In recent years, Language Models for Code (LLM4Code) have significantly changed the landscape of software engineering (SE) on downstream tasks, such as code generation, by making software development more efficient. Therefore, a growing interest has emerged in further evaluating these Language Models to homogenize the quality assessment of generated code. As the current evaluation process can significantly overreact on accuracy-based metrics, practitioners often seek methods to interpret LLM4Code outputs beyond canonical benchmarks. While the majority of research reports on code generation effectiveness in terms of expected ground truth, scant attention has been paid to LLMs' explanations. In essence, the decision-making process to generate code is hard to interpret. To bridge this evaluation gap, we introduce code rationales (Code$Q$), a technique with rigorous mathematical underpinning, to identify subsets of tokens that can explain individual code predictions. We conducted a thorough Exploratory Analysis to demonstrate the method's applicability and a User Study to understand the usability of code-based explanations. Our evaluation demonstrates that Code$Q$ is a powerful interpretability method to explain how (less) meaningful input concepts (i.e., natural language particle `at') highly impact output generation. Moreover, participants of this study highlighted Code$Q$'s ability to show a causal relationship between the input and output of the model with readable and informative explanations on code completion and test generation tasks. Additionally, Code$Q$ also helps to uncover model rationale, facilitating comparison with a human rationale to promote a fair level of trust and distrust in the model.

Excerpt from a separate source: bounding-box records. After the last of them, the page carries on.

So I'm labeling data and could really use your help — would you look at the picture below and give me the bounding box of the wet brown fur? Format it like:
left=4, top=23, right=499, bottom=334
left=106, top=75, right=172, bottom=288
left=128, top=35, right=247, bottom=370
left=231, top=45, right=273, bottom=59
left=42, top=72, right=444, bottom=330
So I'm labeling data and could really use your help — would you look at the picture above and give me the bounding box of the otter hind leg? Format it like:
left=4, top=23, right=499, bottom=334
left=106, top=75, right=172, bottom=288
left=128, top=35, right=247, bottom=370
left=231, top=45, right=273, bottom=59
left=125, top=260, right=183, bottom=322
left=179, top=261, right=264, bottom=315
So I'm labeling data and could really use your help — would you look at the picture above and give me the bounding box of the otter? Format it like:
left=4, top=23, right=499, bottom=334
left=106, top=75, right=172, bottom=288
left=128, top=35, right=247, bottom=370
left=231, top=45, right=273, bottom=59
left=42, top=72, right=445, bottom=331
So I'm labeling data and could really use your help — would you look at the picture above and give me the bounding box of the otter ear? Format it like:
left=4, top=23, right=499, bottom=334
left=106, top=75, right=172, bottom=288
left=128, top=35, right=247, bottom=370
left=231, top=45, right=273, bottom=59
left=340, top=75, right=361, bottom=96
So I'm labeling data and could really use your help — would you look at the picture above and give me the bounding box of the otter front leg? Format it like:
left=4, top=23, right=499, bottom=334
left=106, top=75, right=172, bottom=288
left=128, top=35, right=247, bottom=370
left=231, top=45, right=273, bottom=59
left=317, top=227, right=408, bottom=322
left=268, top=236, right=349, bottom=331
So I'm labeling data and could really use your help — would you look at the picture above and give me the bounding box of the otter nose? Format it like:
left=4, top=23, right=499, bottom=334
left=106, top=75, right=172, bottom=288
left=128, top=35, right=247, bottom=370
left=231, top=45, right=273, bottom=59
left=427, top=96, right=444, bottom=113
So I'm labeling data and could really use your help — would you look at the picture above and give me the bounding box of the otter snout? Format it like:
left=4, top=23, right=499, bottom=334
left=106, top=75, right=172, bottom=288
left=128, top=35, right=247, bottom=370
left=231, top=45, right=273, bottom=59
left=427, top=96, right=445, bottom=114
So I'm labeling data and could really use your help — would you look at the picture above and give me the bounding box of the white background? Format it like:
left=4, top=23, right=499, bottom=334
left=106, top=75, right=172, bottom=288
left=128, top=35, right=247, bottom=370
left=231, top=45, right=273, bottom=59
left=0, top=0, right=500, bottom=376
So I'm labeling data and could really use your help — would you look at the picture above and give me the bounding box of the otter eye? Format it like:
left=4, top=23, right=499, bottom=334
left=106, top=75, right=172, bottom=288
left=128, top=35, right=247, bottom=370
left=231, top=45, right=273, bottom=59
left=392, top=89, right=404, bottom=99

翻译：近年来，代码语言模型（LLM4Code）通过提升软件开发效率，显著改变了代码生成等下游任务的软件工程格局。因此，学界日益关注如何进一步评估这些语言模型，以统一生成代码的质量评价标准。由于当前评估过程可能过度依赖基于准确率的指标，实践者常寻求超越传统基准的LLM4Code输出解释方法。尽管多数研究通过期望真实值来报告代码生成效果，但对LLM解释机制的研究尚显不足。本质上，代码生成的决策过程难以解释。为弥合这一评估鸿沟，我们提出具有严格数学基础的代码归因（Code$Q$）技术，该方法可识别能够解释个体代码预测结果的令牌子集。我们通过详尽的探索性分析验证了该方法的适用性，并通过用户研究评估了基于代码的解释的可用性。实验结果表明，Code$Q$是一种强大的可解释性方法，能够揭示（较）无意义的输入概念（如自然语言虚词“at”）如何显著影响输出生成。此外，研究参与者强调Code$Q$能够通过代码补全和测试生成任务中可读且信息丰富的解释，展示模型输入与输出之间的因果关系。Code$Q$还有助于揭示模型的内在逻辑，通过与人类逻辑的对比促进对模型建立合理程度的信任与质疑。